This prospectus includes market and industry data and forecasts that we have developed from independent research firms, publicly available information, various industry publications, other published industry sources or our internal data and estimates. Independent research reports, industry publications and other published industry sources generally indicate that the information contained therein was obtained from sources believed to be reliable, but do not guarantee the accuracy and completeness of such information. Although we believe that the publications and reports are reliable, none of the issuer of the securities offered hereby, the selling shareholders or the underwriters have independently verified the data. Our internal data, estimates and forecasts are based on information obtained from our investors, trade and business organizations and other contacts in the markets in which we operate and our management’s understanding of industry conditions. Although we believe that such information is reliable, we have not had such information verified by any independent sources.
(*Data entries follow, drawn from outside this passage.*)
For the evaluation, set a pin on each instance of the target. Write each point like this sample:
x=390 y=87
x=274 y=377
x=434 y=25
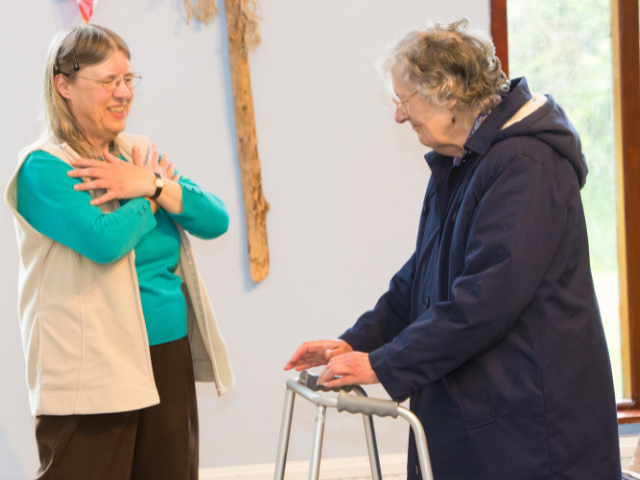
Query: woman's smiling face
x=102 y=114
x=431 y=122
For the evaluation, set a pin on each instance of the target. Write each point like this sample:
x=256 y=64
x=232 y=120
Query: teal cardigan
x=48 y=201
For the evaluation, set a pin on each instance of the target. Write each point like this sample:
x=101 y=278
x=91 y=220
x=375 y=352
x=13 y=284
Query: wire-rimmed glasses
x=111 y=82
x=402 y=104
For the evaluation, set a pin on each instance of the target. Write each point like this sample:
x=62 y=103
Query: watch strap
x=158 y=187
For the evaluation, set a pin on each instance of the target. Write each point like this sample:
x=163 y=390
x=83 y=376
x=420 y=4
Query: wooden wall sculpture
x=244 y=36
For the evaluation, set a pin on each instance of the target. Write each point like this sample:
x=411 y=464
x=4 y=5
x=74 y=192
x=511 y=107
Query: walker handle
x=367 y=406
x=311 y=382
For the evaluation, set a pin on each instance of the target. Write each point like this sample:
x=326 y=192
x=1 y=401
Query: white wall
x=344 y=181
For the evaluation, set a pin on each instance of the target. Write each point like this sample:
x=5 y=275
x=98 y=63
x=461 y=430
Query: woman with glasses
x=116 y=322
x=491 y=328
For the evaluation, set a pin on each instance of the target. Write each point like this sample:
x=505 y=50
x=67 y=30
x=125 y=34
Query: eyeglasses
x=111 y=82
x=402 y=104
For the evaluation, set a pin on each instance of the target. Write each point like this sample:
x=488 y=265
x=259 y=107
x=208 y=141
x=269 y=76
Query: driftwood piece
x=255 y=205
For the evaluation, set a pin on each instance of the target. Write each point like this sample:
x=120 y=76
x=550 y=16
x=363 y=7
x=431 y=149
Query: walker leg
x=372 y=447
x=316 y=452
x=285 y=432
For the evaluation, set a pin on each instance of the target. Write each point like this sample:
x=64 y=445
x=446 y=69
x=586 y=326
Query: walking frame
x=306 y=386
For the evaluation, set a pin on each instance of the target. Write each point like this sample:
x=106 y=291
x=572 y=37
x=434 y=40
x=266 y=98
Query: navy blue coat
x=492 y=327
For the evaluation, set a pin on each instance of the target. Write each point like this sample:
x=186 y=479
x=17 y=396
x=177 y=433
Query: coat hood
x=522 y=113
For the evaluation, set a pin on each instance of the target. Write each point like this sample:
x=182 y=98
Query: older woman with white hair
x=116 y=322
x=492 y=327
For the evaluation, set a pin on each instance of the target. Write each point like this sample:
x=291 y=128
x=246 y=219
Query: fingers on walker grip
x=367 y=406
x=311 y=382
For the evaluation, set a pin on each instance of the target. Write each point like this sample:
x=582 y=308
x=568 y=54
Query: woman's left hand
x=353 y=368
x=119 y=179
x=156 y=164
This prospectus includes forward-looking statements, including in the sections entitled “Prospectus Summary,” “Risk Factors,” “Management’s Discussion and Analysis of Financial Condition and Results of Operations” and “Business.” These forward-looking statements include, without limitation, statements regarding our industry, business strategy, plans, goals and expectations concerning our market position, international expansion, future operations, margins, profitability, future efficiencies, capital expenditures, liquidity and capital resources and other financial and operating information. When used in this discussion, the words “may,” “believes,” “intends,” “seeks,” “anticipates,” “plans,” “estimates,” “expects,” “should,” “assumes,” “continues,” “could,” “will,” “future” and the negative of these or similar terms and phrases are intended to identify forward-looking statements in this prospectus.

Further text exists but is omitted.